Tenía
cierto miedo, sinceramente. Habíamos sido compañeros de facultad -infinidad de
noches compartiendo confidencias-, pero muchos años de separación, de no saber
prácticamente uno del otro, solamente que él se había casado y que no le habían
ido mal las cosas.
Ahora,
después de tanto tiempo, otro viejo amigo de ambos nos había vuelto a poner en
contacto. Confieso que se me juntaron dos sensaciones -ambas sinceras-. Por un
lado, la ilusión del reencuentro; por otro el miedo a encontrarme con un
desconocido con el que, quizás, ya no tenía nada que compartir. Si acaso viejas
anécdotas o las inevitables preguntas sobre los conocidos de ambos, la mayoría
desperdigados y perdidos por las cuatro direcciones.
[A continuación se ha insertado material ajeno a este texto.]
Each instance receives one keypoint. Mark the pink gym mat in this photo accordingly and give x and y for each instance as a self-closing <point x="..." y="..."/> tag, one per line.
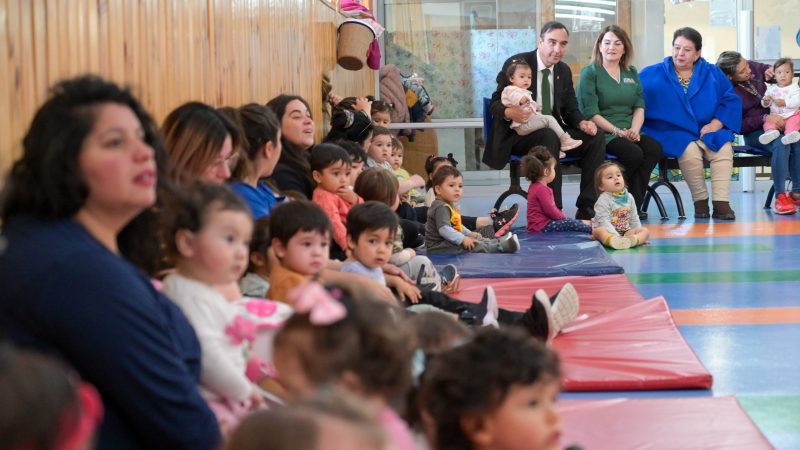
<point x="598" y="294"/>
<point x="659" y="424"/>
<point x="637" y="347"/>
<point x="618" y="343"/>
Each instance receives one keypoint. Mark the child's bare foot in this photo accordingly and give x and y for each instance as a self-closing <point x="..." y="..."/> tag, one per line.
<point x="567" y="143"/>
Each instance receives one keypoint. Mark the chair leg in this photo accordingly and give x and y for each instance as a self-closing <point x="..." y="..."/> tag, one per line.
<point x="515" y="187"/>
<point x="652" y="194"/>
<point x="768" y="203"/>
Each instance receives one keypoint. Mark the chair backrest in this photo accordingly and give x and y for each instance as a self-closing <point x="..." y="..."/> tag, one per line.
<point x="487" y="118"/>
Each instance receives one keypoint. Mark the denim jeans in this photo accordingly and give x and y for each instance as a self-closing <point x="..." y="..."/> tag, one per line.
<point x="781" y="163"/>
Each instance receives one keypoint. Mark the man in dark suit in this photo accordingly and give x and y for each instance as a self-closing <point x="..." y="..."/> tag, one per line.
<point x="561" y="103"/>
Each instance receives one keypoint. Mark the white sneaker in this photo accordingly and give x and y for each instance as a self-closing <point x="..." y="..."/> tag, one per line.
<point x="619" y="243"/>
<point x="564" y="309"/>
<point x="790" y="138"/>
<point x="769" y="136"/>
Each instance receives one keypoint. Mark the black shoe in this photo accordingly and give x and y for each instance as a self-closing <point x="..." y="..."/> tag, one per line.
<point x="585" y="213"/>
<point x="502" y="220"/>
<point x="536" y="320"/>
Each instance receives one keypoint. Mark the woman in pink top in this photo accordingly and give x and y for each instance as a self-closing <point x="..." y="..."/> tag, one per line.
<point x="543" y="214"/>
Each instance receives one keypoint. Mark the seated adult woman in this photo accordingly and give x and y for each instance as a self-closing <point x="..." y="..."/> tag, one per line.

Pero, después… ¿de qué
hablar? ¿Cómo evitar esa sensación incómoda de algún silencio más prolongado de
la cuenta?
Hoy
estoy satisfecho -casi diría que orgulloso de ambos-. A parte de reírnos, de
buena fe, de los cambios físicos de cada uno –“camino de la decrepitud”
acabamos acordando los dos-, me pareció que el tiempo no había pasado, que no
habían transcurrido las tres décadas largas desde la última vez que nos vimos.
Es lo
bueno que tienen las amistades sinceras: que los verdaderos amigos se vuelven
transparente. Ahora sé que, si pasan meses, años o décadas sin volver a
reencontrarnos, no pasa nada. Bastarán unos segundos para retomar nuestra
amistad en el mismo momento en que la dejamos hace unos días.